The tool enables users to identify and purchase products through real-time image recognition, marking Amazon’s latest effort to weave artificial intelligence (AI) more deeply into online shopping.

The launch builds on the existing Amazon Lens offering, which allows users to visually search by taking photos or scanning barcodes. With the new update, consumers can point their phone cameras at an item and immediately see potential matches from Amazon’s catalog displayed in a scrolling carousel. Items can be added to a cart or wish list without leaving the camera screen.

Lens Live also incorporates Rufus, Amazon’s generative AI shopping assistant. While browsing in camera view, customers are shown product summaries and suggested questions intended to streamline comparisons and research. Rufus was introduced earlier this year and is now broadly available to U.S. customers.

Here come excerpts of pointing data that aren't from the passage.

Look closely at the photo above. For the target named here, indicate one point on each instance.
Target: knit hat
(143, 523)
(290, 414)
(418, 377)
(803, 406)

The system runs on Amazon Web Services’ SageMaker and OpenSearch platforms and uses on-device computer vision to identify objects before querying Amazon’s inventory. The company said the approach allows for low-latency results and more precise product matches.

Lens Live is currently available to “tens of millions” of iOS app users in the U.S., and Amazon intends to expand the capability to all shoppers in the country in the near future.

Amazon has seen strong growth in recent months after a slow period in the first few months of 2025. In the second quarter, the eCommerce giant grew its captured share of U.S. consumer retail spending by 7.6%, securing 8.8% of the market.

The launch of Lens Live comes as major retailers race to integrate generative AI into shopping, both to improve discovery and to shorten the path from browsing to checkout.

On Tuesday (Sept. 9), luxury lifestyle company Ralph Lauren announced the launch of a conversational AI shopping experience. On Sept. 4, luxury accessories membership club Vivrelle added its own “AI stylist.” Last month, eBay added an AI messaging assistant for sellers that drafts replies to buyers’ questions about items and shipping by pulling information from the seller’s listing description and order details.